‘I can’t think,’ added Geraldine, ‘how she’s stuck it so long.’
Judith heard herself say slowly, softly:
‘As I told you, there are a great many people here who love her. That makes a difference, doesn’t it? People have to love Jennifer.’ She buried her face in her hands, and thought aloud, in a sort of whisper: ‘People have to love her and then she seems cruel. But she doesn’t mean to be. There’s something about her—people don’t seem to be able to love her clearly and serenely: they have to love her too much. Everything gets dark and confused and aching, and they want to—touch her and be the only one near her; they want to look after her and give her everything she wants. It’s tiring. And then when they’re tired she gives them back life. She pours life into them from herself.’

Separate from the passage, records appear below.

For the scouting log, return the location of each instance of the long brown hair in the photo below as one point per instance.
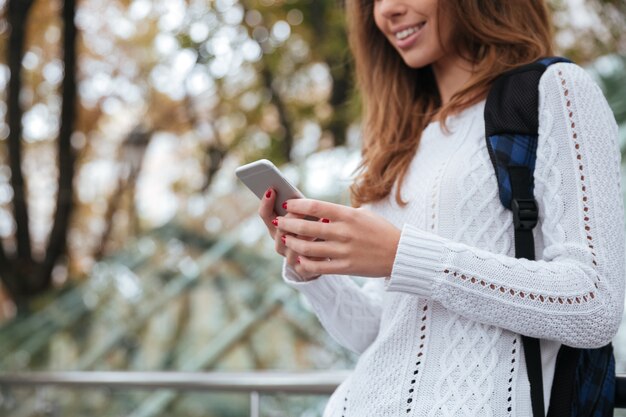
(400, 101)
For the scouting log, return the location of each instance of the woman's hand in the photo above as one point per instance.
(346, 241)
(269, 217)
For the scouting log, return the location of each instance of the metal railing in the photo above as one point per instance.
(255, 383)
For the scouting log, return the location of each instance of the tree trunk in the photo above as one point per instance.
(57, 241)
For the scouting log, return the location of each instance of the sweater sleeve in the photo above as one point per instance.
(350, 313)
(574, 292)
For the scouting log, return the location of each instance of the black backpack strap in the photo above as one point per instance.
(511, 132)
(525, 215)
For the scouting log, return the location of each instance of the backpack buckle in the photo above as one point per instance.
(525, 213)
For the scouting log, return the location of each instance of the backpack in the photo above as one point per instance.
(584, 379)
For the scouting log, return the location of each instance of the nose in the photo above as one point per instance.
(391, 8)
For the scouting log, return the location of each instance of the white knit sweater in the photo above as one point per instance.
(440, 336)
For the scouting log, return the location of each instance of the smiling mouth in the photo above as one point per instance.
(403, 34)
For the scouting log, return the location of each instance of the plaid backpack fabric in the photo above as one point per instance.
(584, 379)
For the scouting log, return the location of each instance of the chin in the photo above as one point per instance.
(419, 60)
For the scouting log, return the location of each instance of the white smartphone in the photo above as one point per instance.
(263, 174)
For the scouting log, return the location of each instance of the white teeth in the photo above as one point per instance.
(408, 32)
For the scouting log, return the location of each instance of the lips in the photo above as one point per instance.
(407, 36)
(404, 33)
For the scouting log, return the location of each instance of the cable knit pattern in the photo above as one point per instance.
(440, 336)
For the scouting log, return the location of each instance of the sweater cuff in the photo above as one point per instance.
(321, 290)
(418, 258)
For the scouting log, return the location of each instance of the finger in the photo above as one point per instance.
(307, 266)
(312, 249)
(279, 246)
(300, 227)
(292, 258)
(316, 208)
(266, 209)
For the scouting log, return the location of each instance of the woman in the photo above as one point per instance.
(438, 325)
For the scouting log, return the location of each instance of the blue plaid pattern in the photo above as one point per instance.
(594, 385)
(512, 149)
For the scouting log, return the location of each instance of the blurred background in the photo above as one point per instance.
(126, 242)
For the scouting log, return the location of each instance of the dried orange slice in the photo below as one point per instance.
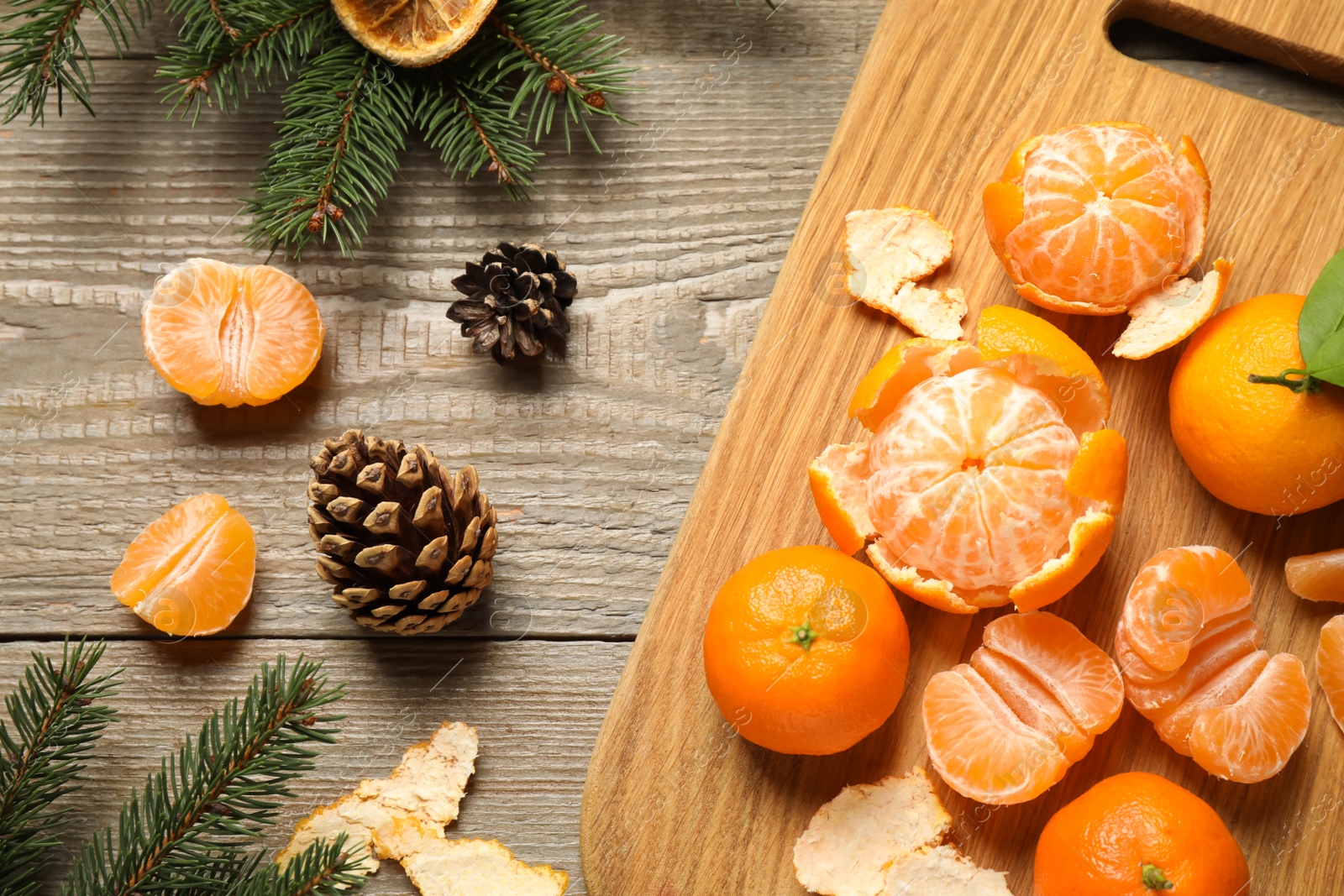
(190, 573)
(1191, 660)
(232, 336)
(413, 33)
(988, 477)
(1104, 219)
(1005, 727)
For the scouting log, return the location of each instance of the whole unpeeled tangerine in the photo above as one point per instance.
(1257, 446)
(806, 651)
(1135, 833)
(228, 335)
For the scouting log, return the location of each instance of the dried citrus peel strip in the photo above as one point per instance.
(887, 839)
(428, 786)
(443, 867)
(886, 251)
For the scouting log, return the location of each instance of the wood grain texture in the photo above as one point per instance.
(675, 804)
(526, 788)
(676, 235)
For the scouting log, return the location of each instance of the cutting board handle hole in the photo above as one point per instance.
(1230, 56)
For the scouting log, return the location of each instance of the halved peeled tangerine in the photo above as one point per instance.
(1191, 660)
(988, 477)
(232, 336)
(190, 573)
(1102, 219)
(1007, 726)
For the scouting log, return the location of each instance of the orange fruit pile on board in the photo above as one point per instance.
(1137, 835)
(1105, 219)
(1005, 727)
(806, 651)
(190, 573)
(990, 477)
(1191, 658)
(232, 336)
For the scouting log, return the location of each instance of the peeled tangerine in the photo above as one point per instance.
(1102, 219)
(1191, 658)
(1005, 727)
(988, 477)
(232, 336)
(190, 573)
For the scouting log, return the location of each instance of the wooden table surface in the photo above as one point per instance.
(675, 234)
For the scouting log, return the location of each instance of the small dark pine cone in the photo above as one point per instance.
(515, 301)
(405, 543)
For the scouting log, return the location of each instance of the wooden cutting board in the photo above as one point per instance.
(675, 804)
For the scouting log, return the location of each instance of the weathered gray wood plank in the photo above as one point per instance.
(676, 235)
(535, 705)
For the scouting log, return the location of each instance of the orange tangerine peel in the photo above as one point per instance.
(886, 250)
(1104, 217)
(1032, 383)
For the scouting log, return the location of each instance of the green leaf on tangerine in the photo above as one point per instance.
(1323, 318)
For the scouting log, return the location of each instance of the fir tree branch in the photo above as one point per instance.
(559, 60)
(55, 723)
(45, 51)
(187, 831)
(226, 49)
(346, 120)
(470, 125)
(322, 869)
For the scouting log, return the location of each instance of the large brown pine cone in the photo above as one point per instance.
(515, 301)
(407, 544)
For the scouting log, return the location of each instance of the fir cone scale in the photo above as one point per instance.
(515, 301)
(405, 544)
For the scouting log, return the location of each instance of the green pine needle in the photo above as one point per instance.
(188, 829)
(55, 723)
(322, 869)
(45, 51)
(228, 49)
(535, 40)
(472, 127)
(534, 66)
(346, 118)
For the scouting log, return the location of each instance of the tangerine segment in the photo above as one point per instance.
(190, 573)
(980, 747)
(1175, 595)
(1316, 577)
(232, 336)
(1072, 668)
(969, 477)
(1330, 667)
(1032, 701)
(1256, 736)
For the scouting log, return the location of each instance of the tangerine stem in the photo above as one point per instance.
(1294, 379)
(1155, 879)
(804, 634)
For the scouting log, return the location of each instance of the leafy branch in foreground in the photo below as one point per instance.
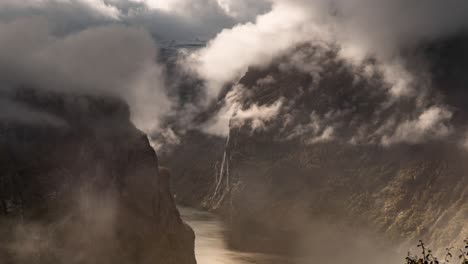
(428, 258)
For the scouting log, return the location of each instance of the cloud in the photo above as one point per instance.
(431, 124)
(113, 60)
(12, 111)
(229, 55)
(361, 28)
(234, 114)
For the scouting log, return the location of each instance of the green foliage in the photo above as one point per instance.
(427, 257)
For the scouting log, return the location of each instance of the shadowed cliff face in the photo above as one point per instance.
(80, 184)
(344, 168)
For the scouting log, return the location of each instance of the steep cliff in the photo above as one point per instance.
(80, 184)
(343, 162)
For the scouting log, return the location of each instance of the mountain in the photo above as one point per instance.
(80, 184)
(343, 170)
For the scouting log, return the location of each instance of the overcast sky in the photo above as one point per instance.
(112, 46)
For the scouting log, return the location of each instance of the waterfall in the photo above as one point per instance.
(222, 176)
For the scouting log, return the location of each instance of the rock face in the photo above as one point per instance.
(329, 172)
(80, 184)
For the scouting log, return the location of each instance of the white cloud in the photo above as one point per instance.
(112, 60)
(232, 114)
(431, 124)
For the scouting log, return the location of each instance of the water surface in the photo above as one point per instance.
(210, 245)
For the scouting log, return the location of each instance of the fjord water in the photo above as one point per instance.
(210, 245)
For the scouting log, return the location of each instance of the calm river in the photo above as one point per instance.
(210, 246)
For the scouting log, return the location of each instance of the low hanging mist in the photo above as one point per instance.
(288, 131)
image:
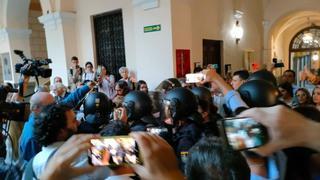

She stopped short, seeing in a flash how it had always been between herself and Jennifer. Tired, you had come again and again to her, pressing close to be replenished from her vitality. But Jennifer had not drunk life from you in return: quietness and tenderness and understanding, but not life. And the quietness had passed into sadness—yes, you knew now you had seen it happening sometimes,—sadness, flatness: the virtue had gone out of her in the incessant giving of herself, the incessant taking on of an alien quietness. You had wanted too much, you had worn her out. Perhaps after all you had been unlucky to Jennifer, committed that crime of trying to possess her separateness,—craved more than even she could give without destroying herself. So in the end she had gone to someone more wholesome for her nature. Perhaps after all the balance had been sorely ill-adjusted: she your creator, you her destroyer. Perhaps she should be surrendered to Geraldine now, ungrudgingly. She said, looking up at Geraldine:
‘I daresay you make her very happy.’
Geraldine said, answering Judith’s gaze unwaveringly:
‘Yes, we are very happy together. Absolutely happy.’
‘She is a good companion, isn’t she?’
‘Oh yes,’ she said, her heavy lips lifting in a faint curious smile.
What was in her voice?—insolence?—triumph?—malice?—an obscure challenge? She seemed to be implying that she knew things about Jennifer of which you had no knowledge. She was a terrible woman.